Spironolactone in Pregnancy and Breastfeeding
Fetal Risk Summary
Spironolactone, a potassium-conserving diuretic, has an action that results from its antagonism of aldosterone in the distal convoluted renal tubule. The diuretic action results in an antihypertensive effect. Spironolactone also has progestational and anti-androgenic activity. The latter activity may result in apparent estrogenic adverse effects in humans (1).
Reproduction studies in mice at 20 mg/kg/day, a dose substantially below the maximum recommended human dose on a body surface area basis (MRHD), revealed no embryo or fetal adverse effects (1). In rabbits dosed at 20 mg/kg/day (approximately the MRHD), an increased number of resorptions and lower number of live fetuses was observed. Because of spironolactone's anti-androgenic activity, feminization of male rat fetuses occurred at a dose of 200 mg/kg/day administered to the mothers during late embryogenesis and fetal development (1). In addition, rat offspring of both sexes exposed in utero in late gestation to 50 or 100 mg/kg/day exhibited permanent dose-related changes in their reproductive tracts (1).
No reports linking spironolactone with human congenital defects have been located. Some have commented, however, that spironolactone may be contraindicated during pregnancy based on the known anti-androgenic effects in humans and the feminization observed in male rat fetuses (2). Other investigators consider diuretics in general to be contraindicated in pregnancy, except for patients with cardiovascular disorders, because they do not prevent or alter the course of toxemia and they may decrease placental perfusion (3,4 and 5). In general, diuretics are not recommended for the treatment of pregnancy-induced hypertension because of the maternal hypovolemia characteristic of this disease.
In a surveillance study of Michigan Medicaid recipients involving 229,101 completed pregnancies conducted between 1985 and 1992, 31 newborns had been exposed to spironolactone during the 1st trimester (F. Rosa, personal communication, FDA, 1993). Two (6.5%) major birth defects were observed (one expected), one of which was an oral cleft (none expected). No anomalies were observed in five other categories of defects (cardiovascular defects, spina bifida, polydactyly, limb-reduction defects, and hypospadias) for which specific data were available.
[*Risk Factor D if used in pregnancy-induced hypertension.]
Breast Feeding Summary
It is not known whether unmetabolized spironolactone is excreted in breast milk. Canrenone, the principal and active metabolite, was found with milk:plasma ratios of 0.72 (2 hours) and 0.51 (14.5 hours) (6). These amounts would provide an estimated maximum of 0.2% of the mother's daily dose to the infant (6). The effects on the infant from this ingestion are unknown. However, consideration should be given to the fact that spironolactone is tumorigenic in rats (1). The American Academy of Pediatrics considers spironolactone to be compatible with breast feeding (7).
- Product information. Aldactone.

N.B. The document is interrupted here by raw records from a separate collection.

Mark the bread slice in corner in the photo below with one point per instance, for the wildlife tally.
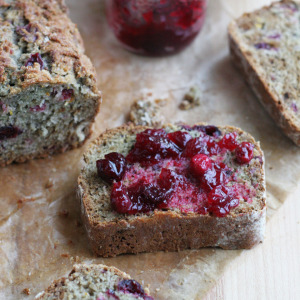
(265, 46)
(183, 221)
(95, 282)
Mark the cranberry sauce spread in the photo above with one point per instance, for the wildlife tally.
(194, 170)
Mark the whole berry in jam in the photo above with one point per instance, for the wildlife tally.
(166, 179)
(119, 198)
(151, 146)
(145, 197)
(180, 138)
(244, 152)
(112, 167)
(200, 164)
(215, 176)
(229, 141)
(221, 199)
(195, 146)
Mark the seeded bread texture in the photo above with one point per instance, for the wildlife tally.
(265, 46)
(111, 233)
(88, 282)
(48, 90)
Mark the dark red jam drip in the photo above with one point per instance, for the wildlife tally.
(244, 153)
(35, 58)
(9, 132)
(156, 27)
(131, 286)
(174, 170)
(112, 167)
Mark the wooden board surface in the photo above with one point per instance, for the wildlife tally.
(34, 251)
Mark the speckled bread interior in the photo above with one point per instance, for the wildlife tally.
(111, 233)
(48, 90)
(265, 46)
(88, 282)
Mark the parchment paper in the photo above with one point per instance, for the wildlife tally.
(41, 234)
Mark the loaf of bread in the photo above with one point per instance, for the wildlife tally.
(178, 222)
(265, 46)
(48, 93)
(95, 282)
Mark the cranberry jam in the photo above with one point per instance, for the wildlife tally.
(194, 170)
(155, 27)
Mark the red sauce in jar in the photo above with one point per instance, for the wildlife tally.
(155, 27)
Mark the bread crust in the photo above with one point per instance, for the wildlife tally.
(43, 27)
(168, 230)
(56, 284)
(248, 67)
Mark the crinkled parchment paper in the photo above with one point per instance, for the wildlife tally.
(41, 234)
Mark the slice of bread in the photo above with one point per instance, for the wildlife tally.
(111, 233)
(95, 282)
(265, 46)
(48, 92)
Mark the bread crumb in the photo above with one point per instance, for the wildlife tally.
(26, 291)
(191, 98)
(147, 111)
(63, 213)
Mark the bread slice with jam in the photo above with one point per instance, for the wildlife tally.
(174, 188)
(95, 282)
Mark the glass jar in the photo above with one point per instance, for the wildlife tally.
(155, 27)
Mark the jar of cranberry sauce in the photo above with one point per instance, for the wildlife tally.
(155, 27)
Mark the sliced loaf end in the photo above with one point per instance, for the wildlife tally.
(94, 282)
(264, 45)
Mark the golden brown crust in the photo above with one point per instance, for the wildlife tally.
(247, 65)
(53, 35)
(169, 230)
(55, 287)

G.D. Searle, 2000.
- Messina M, Biffignandi P, Ghiga E, Jeantet MG, Molinatti GM. Possible contraindication of spironolactone during pregnancy. J Endocrinol Invest 1979;2:222.
- Pitkin RM, Kaminetzky HA, Newton M, Pritchard JA. Maternal nutrition: a selective review of clinical topics. Obstet Gynecol 1972;40:77385.
- Lindheimer MD, Katz AI. Sodium and diuretics in pregnancy. N Engl J Med 1973;288:8914.
- Christianson R, Page EW. Diuretic drugs and pregnancy. Obstet Gynecol 1976;48:64752.
- Phelps DL, Karim A. Spironolactone: relationship between concentrations of dethioacetylated metabolite in human serum and milk. J Pharm Sci 1977;66:1203.
Committee on Drugs, American Academy of Pediatrics. The transfer of drugs and other chemicals into human milk. Pediatrics 1994;93:13750.